12. Le paragraphe 7 (a) de l’annexe 3 fait référence aux «eaux usées ne relevant pas d’une description figurant à la règle 7 […] qui sont éliminées par le sol ou sur le sol». Cependant, la règle 7 (1) (a) exclut «les eaux usées, les boues ou les boues de fosses septiques qui sont traitées, conservées ou éliminées (autrement qu’en recourant à une installation mobile) dans la zone d’implantation («curtilage») de stations de traitement des eaux usées» du champ des déchets contrôlés, sauf à ce que les opérations de traitement, de conservation et d’élimination ne fassent pas partie intégrante de l’activité des stations.

13. En vertu de la règle 7 A des Controlled Waste Regulations 1992, «aux fins de la partie II de l’Environmental Protection Act 1990, les déchets qui ne sont pas des déchets visés par la directive ne doivent pas être traités comme déchets ménagers, industriels ou commerciaux».

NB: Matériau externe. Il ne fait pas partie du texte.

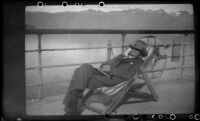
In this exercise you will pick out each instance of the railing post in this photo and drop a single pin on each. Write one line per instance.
(40, 66)
(183, 58)
(123, 40)
(109, 49)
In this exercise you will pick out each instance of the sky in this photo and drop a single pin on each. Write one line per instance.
(107, 8)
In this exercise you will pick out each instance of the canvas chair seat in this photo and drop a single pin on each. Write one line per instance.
(112, 91)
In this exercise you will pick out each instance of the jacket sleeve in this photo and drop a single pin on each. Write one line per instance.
(113, 62)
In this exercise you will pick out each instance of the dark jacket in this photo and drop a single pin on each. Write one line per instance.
(87, 76)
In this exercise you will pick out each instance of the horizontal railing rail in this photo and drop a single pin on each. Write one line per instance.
(105, 31)
(40, 32)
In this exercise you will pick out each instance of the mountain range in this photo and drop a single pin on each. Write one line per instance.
(127, 19)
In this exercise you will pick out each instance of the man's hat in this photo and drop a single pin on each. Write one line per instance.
(140, 46)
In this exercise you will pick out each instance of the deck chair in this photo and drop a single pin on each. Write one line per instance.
(113, 97)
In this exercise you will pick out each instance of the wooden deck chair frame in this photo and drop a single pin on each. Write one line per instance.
(118, 99)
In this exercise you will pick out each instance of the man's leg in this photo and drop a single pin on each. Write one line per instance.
(77, 85)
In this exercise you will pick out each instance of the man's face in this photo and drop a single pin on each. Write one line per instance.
(134, 53)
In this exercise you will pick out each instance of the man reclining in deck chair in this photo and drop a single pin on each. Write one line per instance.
(117, 70)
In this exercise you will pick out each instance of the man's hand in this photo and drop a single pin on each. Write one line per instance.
(106, 68)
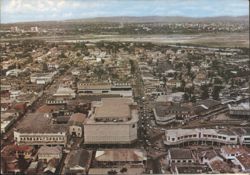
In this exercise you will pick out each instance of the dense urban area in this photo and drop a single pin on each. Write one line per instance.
(72, 105)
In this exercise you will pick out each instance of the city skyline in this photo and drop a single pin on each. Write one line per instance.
(47, 10)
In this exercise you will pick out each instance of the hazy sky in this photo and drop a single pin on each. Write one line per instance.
(37, 10)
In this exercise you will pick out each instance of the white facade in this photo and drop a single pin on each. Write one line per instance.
(178, 136)
(47, 153)
(41, 78)
(43, 138)
(76, 130)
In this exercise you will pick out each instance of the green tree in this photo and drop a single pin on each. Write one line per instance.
(204, 93)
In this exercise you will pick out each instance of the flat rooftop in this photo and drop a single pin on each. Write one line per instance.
(40, 123)
(120, 155)
(113, 108)
(241, 106)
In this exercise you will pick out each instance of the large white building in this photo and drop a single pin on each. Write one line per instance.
(223, 136)
(41, 78)
(240, 110)
(38, 129)
(112, 121)
(123, 90)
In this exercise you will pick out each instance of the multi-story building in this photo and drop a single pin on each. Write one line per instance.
(129, 161)
(123, 90)
(41, 78)
(38, 129)
(181, 136)
(76, 124)
(165, 113)
(112, 121)
(49, 152)
(241, 110)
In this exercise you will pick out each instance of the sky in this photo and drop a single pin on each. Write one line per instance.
(45, 10)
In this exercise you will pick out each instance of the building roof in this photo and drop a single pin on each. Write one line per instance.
(120, 155)
(79, 157)
(77, 118)
(25, 148)
(228, 149)
(220, 167)
(94, 86)
(192, 168)
(50, 150)
(39, 123)
(114, 108)
(209, 103)
(162, 109)
(241, 106)
(179, 153)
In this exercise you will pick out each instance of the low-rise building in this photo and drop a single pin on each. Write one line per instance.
(78, 162)
(231, 152)
(180, 155)
(165, 113)
(240, 110)
(65, 92)
(112, 121)
(47, 153)
(76, 124)
(202, 136)
(123, 90)
(38, 129)
(129, 161)
(41, 78)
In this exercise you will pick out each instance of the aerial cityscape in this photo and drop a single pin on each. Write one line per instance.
(126, 87)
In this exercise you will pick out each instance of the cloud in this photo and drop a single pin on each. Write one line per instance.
(32, 10)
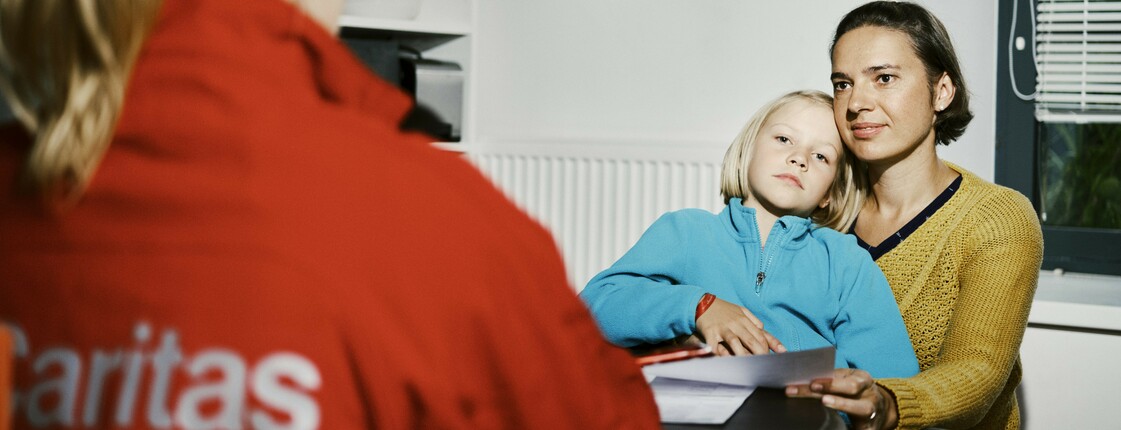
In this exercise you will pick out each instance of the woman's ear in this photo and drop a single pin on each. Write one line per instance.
(943, 92)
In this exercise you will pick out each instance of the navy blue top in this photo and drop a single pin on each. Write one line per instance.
(895, 240)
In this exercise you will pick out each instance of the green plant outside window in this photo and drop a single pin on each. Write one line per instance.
(1080, 179)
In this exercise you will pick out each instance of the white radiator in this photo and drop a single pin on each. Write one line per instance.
(596, 203)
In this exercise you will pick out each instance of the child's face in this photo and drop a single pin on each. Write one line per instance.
(795, 159)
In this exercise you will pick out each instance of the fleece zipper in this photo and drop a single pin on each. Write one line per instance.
(768, 253)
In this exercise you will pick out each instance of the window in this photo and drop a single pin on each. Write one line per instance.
(1058, 124)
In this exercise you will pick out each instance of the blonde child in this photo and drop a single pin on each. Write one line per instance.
(770, 271)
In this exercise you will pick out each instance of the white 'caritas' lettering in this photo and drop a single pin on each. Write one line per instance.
(280, 381)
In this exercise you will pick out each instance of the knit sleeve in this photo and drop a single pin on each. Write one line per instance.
(997, 281)
(640, 299)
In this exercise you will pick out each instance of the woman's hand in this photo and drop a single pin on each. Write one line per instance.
(852, 391)
(732, 329)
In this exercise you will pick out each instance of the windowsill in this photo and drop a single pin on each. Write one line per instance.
(1080, 300)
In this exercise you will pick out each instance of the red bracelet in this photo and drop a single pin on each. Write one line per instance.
(704, 304)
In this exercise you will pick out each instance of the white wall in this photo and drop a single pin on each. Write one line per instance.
(681, 71)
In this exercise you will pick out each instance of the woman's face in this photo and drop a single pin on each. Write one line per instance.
(883, 105)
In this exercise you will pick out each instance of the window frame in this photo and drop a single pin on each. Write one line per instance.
(1071, 249)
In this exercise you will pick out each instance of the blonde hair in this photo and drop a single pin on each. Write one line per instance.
(845, 195)
(64, 68)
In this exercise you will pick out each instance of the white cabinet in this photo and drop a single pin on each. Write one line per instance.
(1069, 379)
(1069, 353)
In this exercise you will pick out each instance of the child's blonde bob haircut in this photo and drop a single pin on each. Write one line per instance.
(845, 196)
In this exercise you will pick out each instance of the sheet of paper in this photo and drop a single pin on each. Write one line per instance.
(694, 402)
(770, 370)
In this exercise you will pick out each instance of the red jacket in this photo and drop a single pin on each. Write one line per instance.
(261, 246)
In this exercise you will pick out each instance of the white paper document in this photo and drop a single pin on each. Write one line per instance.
(709, 391)
(770, 370)
(693, 402)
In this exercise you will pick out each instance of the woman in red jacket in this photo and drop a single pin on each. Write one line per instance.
(210, 218)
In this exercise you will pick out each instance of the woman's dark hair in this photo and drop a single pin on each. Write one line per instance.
(932, 45)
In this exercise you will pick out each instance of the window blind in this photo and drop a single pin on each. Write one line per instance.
(1078, 61)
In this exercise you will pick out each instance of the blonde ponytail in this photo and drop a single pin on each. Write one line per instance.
(64, 68)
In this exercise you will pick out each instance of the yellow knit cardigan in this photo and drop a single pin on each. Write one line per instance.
(964, 283)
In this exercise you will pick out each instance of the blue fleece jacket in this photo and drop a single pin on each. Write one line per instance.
(817, 287)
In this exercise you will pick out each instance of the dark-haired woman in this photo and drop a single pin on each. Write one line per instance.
(962, 254)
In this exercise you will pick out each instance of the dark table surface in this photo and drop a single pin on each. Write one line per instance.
(771, 409)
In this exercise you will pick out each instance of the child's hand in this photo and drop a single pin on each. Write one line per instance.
(732, 329)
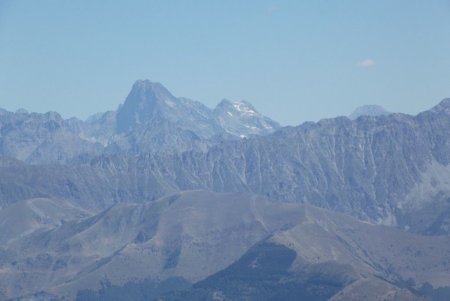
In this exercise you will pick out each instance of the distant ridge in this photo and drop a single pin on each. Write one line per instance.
(369, 110)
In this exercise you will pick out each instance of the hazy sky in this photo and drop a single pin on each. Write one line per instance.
(294, 60)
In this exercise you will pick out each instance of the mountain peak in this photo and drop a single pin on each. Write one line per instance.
(369, 110)
(443, 106)
(146, 100)
(241, 107)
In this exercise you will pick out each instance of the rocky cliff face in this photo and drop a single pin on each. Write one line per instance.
(381, 169)
(151, 120)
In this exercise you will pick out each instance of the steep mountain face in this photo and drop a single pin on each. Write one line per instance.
(240, 118)
(389, 169)
(151, 120)
(148, 103)
(238, 246)
(369, 110)
(43, 138)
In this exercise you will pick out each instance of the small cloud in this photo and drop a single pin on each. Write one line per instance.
(366, 63)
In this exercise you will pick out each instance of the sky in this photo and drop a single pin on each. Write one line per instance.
(295, 61)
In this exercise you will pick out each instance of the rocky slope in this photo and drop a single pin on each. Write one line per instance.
(150, 120)
(238, 246)
(390, 169)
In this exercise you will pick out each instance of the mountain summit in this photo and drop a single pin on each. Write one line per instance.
(150, 102)
(369, 110)
(144, 102)
(240, 118)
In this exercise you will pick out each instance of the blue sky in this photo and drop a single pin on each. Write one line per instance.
(294, 60)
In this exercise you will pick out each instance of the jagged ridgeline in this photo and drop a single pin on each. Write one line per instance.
(168, 199)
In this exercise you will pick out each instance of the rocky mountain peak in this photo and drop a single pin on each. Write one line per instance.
(146, 100)
(369, 110)
(443, 106)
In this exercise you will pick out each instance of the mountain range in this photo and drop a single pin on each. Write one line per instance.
(168, 199)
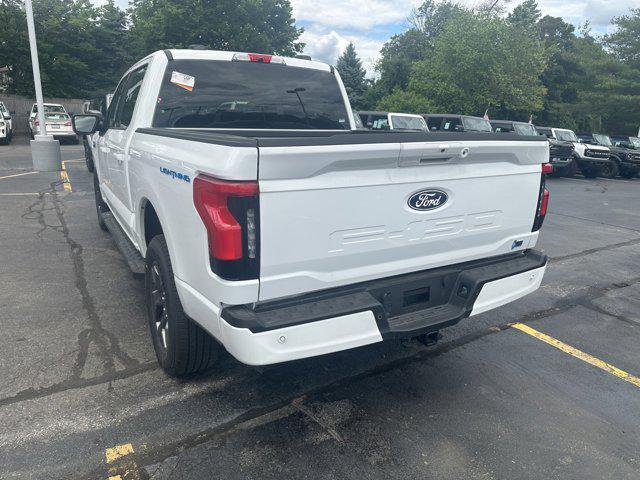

14. Enfin, les Controlled Waste Regulations 1992 définissent les «déchets visés par la directive» comme «toute substance ou objet des catégories énumérées à la partie II de l’annexe 4 dont le producteur ou la personne qui les détient se défait, a l’intention de se défaire ou est tenu de se défaire, à l’exception toutefois de tout ce qui est exclu du champ d’application de la directive en vertu de son article 2»; les termes «se défaire» ont une signification identique à celle qu’ils ont dans la directive et le terme «producteur» signifie toute personne dont l’activité a produit des déchets visés par la directive ou qui a effectué des opérations de prétraitement, de mélange ou autres conduisant à un changement de nature ou de composition de ces déchets».

En ce qui concerne les eaux usées

15. Au moment où les infractions alléguées ont été commises, l’article 94 (1) du Water Industry Act 1991 disposait:

«L’entreprise de traitement des eaux usées est tenue: a) de fournir, de contrôler et d’étendre un système d’égouts publics (dans sa zone ou ailleurs) qui assure leur épuration et leur entretien de telle sorte que cette zone soit effectivement égouttée et continue de l’être; b) de prendre les dispositions pour vider ces égouts et toutes autres dispositions […] nécessaires, itérativement, pour traiter effectivement, dans des stations d’évacuation ou d’une autre façon, le contenu de ces égouts.»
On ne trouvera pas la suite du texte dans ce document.